Cong. OH-13th: Sawyer (D) Endorsed by Cleveland Plain Dealer
Today the Cleveland Plain Dealer endorsed former Congressman Tom Sawyer (D-Akron) in the crowded 13th Congressional District Democratic primary. Because of the location and ungainly shape of the district, winding from Lake Erie through eastern Lorain, northern Medina, southern Cuyahoga and western Summit counties, the Plain Dealer's imprimatur must compete for influence with other newspapers such as the Lorain Morning Journal and the Akron Beacon-Journal. Nevertheless, this endorsement must be viewed as a significant boost for Sawyer.
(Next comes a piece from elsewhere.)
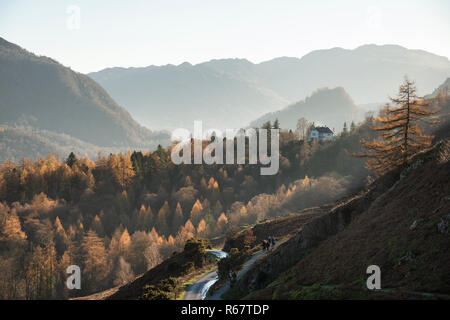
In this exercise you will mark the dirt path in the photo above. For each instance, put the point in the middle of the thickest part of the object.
(247, 265)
There's one aspect of the endorsement editorial that strikes me as downright bizarre. The editors begin by dismissing former Cleveland City Council members Norbert G. Dennerll (D-Westlake) and Gary J. Kucinich (D-Strongsville) as "dubious candidates." I can understand this appellation for Dennerll, who has lost a half dozen elections since his Council service. Kucinich, however, is dinged for "sounding like his sibling's political echo," referring to Rep. Dennis Kucinich (D-Cleveland) of the neighboring 10th Congressional District. The Plain Dealer regards the positions of the brothers Kucinich (on the Iraq Debacle and international trade specifically) as "considerably to the left not only of the district, but most of the Democratic Party as well." I'm sorry, but that is plainly an absurd premise for dismissing Gary Kucinich out of hand. His brother has won election after election in the district next door, espousing the same positions, so clearly Gary Kucinich's point of view does not disqualify him in the 13th District, no matter how unpalatable it may be to the editorial board.
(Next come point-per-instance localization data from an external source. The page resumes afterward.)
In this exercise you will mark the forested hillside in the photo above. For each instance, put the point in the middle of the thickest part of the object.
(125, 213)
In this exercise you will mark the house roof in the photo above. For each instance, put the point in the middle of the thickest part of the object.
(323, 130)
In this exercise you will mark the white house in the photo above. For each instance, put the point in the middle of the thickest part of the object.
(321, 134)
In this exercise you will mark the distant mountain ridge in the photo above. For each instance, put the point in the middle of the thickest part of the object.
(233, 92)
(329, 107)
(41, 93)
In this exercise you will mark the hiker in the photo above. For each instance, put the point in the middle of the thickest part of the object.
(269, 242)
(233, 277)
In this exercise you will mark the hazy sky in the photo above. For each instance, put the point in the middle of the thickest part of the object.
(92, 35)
Having dispensed with Dennerrll and Kucinich, the editors briefly describe the remaining candidates other than Sawyer, and are uniformly complimentary in each instance except one. Attorney John L. Wolfe (D-Akron) has taught at Akron University, done legal work for several county governments, and "wants to restore Northeast Ohio's greatness by encouraging entrepreneurship." Labor lawyer and former State Rep. Betty Sutton (D-Barberton) "says her top priorities are the rights of the working class, quality health care for all and good jobs." Mayor Michael Lyons (D-Richfield) emphasizes a "single-payer health insurance program and a strong regional approach to economic development." Mayor Bill Grace (D-Elyria) "says job creation must be the major focus of whoever gets the nod." As to shopping mall heiress Capri Cafaro (D-Sheffield Village), however, the editors offset her positive qualities of being "obviously bright, well-educated and informed on the issues" with the ominous prediction that she is "open to accusations of carpetbagging and attempting to buy a seat half a state away from her hometown."
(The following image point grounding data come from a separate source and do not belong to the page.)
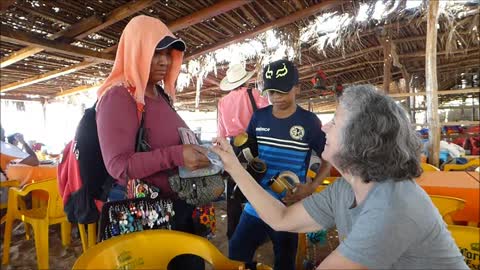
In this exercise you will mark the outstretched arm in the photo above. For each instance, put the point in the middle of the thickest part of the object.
(278, 216)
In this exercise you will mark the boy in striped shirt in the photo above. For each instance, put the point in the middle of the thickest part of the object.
(286, 134)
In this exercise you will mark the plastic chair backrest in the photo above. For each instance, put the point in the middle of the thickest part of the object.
(447, 205)
(55, 203)
(462, 167)
(468, 241)
(429, 167)
(151, 250)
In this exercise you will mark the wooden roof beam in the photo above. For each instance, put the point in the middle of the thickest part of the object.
(78, 89)
(19, 55)
(5, 4)
(206, 13)
(46, 76)
(195, 18)
(198, 16)
(20, 98)
(50, 45)
(85, 27)
(274, 24)
(117, 15)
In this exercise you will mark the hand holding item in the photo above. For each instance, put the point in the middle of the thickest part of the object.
(225, 151)
(19, 138)
(300, 192)
(195, 157)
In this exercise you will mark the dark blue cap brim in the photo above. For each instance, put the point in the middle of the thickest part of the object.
(171, 42)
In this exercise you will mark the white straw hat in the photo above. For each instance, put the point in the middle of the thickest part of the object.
(236, 76)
When they finally get to Sawyer, the editors are apparently exhausted because they muster only faint praise. A former teacher and Akron mayor who served in Congress for 16 years, Sawyer is "the candidate we think would best serve Democrats' interests as their nominee" despite having been "turned out by the labor interests whose concerns he so long had represented" after voting for NAFTA. The editors continue by noting that "no one in this race is more knowledgeable about the issues or the workings of the House," and then comes this strange twist:
"Sawyer left a record of cooperation with Republicans even in the days when Democrats were the House majority. If Sawyer were to win and, as appears possible, the GOP were to retain control of that chamber come fall, it would be good for the region to have a representative who can work across the aisle."Huh??? Vote for Sawyer because he was bipartisan back when that was a legitimate possibility? If there is anything that the current Republican Congressional leadership has made perfectly clear, it is that they have no interest at all in compromise or bipartisan governance. That leadership not only will not compromise, they won't even listen to opposing points of view. Their method is to draft their 1000-page bills with lobbyists' input in secret, and then not even show the bills to the Democrats before ramming them through along party lines in late-night, held-open votes. So let us not hear praise of any Democrat's ability to "work in a bipartisan way" with Republicans, because that is not relevant. Let's hear of their ability to stand up to Republicans and speak the truth with conviction. Let's hear of their passion for the principles that Democrats stand for, and Republicans jeer, like ethics and accountability, fiscal solvency, freedom from government intrusion in our personal lives, and caring for the common person. Bipartisanship, indeed.